Microsoft yesterday launched The "Windows 10" software in an attempt to reverse its fortunes in the mobile industry. Microsoft plans to gradually update it for free to most existing Windows users, as well as those buying new PCs to mark a “new era” for personal computing.
Microsoft’s chief executive Satya Nadella said, “Windows 10 is a huge milestone for us as a company, and quite frankly the industry.”
Microsoft has until now released a new version of Windows every few years.
Windows 10 will be the last launch of this kind, the company said – from here on it will gradually update the software for free over months and years.
Mr Nadella said he hoped features like digital personal assistant Cortana – comparable to Apple’s Siri, and Google Now – would set Windows 10 apart.
“I’m really excited about Cortana,” he said.
“I think of it as [being] as profound as perhaps the PC operating system.
“If you think about our history in technology, we’ve had concepts that have changed how people have interacted with their computing resources.
“One of them was a graphical user interface, the second was the browser and the web. I think of Cortana as the third platform.”
“One of the foundational pieces of making anything more personal is trust,” he said.
“We’re not trying to sell you advertising, we’re trying to in fact sell you software or devices so you as a user can trust it, that it’s working on your behalf.
“I as a consumer may want to sometimes trade off my data to get a free service, and that’s ok. But it’s the other users of that same data – that is where trust matters.
“I absolutely want Microsoft to be trustworthy. How consumers make choices between companies, I’ll leave it to them.”
Mr Nadella argued that future devices, like augmented reality headset Hololens, would maintain the relevance of Windows 10.

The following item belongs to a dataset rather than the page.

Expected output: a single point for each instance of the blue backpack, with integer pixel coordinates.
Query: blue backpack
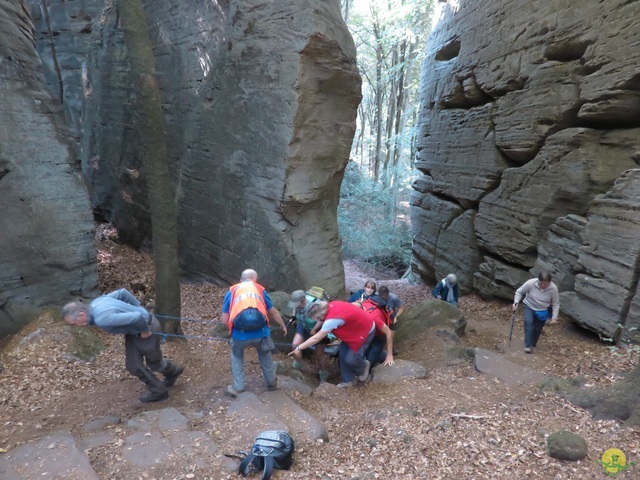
(272, 449)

The developer version of Hololens, which is placed over a user’s eyes and displays graphics in their surroundings, is on course to be released within a year, Mr Nadella said.
Consumer versions of the software would follow at a later date.
But Microsoft’s poor track record in mobile means Mr Nadella has had to change the firm’s focus.
He has ramped up the company’s efforts in creating apps for rival systems – Apple’s iOS and Google’s Android.